For Anonymous

Protectgraf

Nilanjana Roy over at her website:

That girl, the one without the name. The one just like us. The one whose battered body stood for all the anonymous women in this country whose rapes and deaths are a footnote in the left-hand column of the newspaper.

Sometimes, when we talk about the history of women in India, we speak in shorthand. The Mathura rape case. The Vishaka guidelines. The Bhanwari Devi case, the Suryanelli affair, the Soni Sori allegations, the business at Kunan Pushpora. Each of these, the names of women and places, mapping a geography of pain; unspeakable damage inflicted on women’s bodies, on the map of India, where you can, if you want, create a constantly updating map of violence against women.
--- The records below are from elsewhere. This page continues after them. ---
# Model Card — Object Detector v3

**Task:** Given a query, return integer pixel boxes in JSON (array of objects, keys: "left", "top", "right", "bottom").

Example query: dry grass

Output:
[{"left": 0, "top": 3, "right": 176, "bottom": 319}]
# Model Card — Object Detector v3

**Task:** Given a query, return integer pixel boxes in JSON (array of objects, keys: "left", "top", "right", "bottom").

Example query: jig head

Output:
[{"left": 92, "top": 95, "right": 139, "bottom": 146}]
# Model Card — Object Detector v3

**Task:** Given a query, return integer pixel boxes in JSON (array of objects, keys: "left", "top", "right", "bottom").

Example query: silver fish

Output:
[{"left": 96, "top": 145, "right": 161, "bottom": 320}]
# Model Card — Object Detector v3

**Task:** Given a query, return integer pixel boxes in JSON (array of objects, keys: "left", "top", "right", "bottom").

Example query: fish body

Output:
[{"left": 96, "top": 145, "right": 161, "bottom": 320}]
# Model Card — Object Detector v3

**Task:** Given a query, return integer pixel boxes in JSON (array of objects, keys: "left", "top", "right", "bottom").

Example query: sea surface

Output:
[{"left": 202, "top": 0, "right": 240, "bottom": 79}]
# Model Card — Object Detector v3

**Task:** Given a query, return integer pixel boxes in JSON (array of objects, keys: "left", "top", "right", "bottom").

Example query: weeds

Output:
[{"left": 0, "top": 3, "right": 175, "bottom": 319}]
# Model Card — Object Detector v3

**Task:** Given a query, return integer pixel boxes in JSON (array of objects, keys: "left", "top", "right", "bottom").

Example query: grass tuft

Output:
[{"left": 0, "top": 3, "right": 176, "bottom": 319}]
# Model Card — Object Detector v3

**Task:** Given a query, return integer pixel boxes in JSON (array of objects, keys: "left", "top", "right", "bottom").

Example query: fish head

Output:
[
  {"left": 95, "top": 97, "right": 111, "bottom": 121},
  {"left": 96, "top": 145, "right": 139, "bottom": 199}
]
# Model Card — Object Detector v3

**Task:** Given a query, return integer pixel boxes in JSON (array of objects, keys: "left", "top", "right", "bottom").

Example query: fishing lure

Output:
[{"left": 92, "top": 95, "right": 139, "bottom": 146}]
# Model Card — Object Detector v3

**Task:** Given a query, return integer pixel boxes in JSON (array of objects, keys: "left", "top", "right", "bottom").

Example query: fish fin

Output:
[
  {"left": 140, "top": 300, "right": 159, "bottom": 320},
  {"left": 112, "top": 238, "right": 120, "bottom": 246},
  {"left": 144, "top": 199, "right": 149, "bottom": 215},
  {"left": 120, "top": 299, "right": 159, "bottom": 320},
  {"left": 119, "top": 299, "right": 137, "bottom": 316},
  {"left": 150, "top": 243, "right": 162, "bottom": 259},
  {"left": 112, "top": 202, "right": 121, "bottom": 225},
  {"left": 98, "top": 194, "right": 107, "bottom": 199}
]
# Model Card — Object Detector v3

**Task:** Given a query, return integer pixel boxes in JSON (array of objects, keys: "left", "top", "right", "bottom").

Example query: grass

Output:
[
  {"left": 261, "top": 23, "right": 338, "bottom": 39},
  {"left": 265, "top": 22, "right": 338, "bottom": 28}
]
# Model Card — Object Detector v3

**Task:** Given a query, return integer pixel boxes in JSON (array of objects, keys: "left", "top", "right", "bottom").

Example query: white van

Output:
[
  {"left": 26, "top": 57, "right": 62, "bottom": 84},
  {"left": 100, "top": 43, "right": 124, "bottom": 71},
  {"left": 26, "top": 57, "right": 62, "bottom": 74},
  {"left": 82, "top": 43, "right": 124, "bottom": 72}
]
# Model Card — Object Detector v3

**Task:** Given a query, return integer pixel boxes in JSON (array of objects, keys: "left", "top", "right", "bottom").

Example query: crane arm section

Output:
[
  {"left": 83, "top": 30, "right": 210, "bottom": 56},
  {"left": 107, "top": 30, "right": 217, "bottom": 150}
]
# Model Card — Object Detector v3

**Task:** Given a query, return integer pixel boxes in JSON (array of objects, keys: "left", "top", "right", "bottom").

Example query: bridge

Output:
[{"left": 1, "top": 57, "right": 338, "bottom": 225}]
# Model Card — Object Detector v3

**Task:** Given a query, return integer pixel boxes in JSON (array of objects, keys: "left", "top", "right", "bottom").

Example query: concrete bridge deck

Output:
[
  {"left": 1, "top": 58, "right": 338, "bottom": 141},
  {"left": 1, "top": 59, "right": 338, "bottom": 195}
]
For some, amnesia becomes a way of self-defence: there is only so much darkness you can swallow. They turn away from all the places that have become shorthand for violence beyond measure, preferring not to know about Kashmir or the outrages in Chattisgarh, choosing to forget the Bombay New Year assault, trying not to remember the deaths of a Pallavi Purkayastha, a Thangjam Manorama, Surekha and Priyanka Bhotmange, the mass rapes that marked the riots in Gujarat. Even for those who stay in touch, it isn’t possible for your empathy to keep abreast with the scale of male violence against women in India: who can follow all of the one-paragraph, three-line cases? The three-year-old raped before she can speak, the teenager assaulted by an uncle, the 65-year-old raped as closure to a property dispute, the slum householder raped and violently assaulted on her way to the bathroom. After a while, even memory hardens.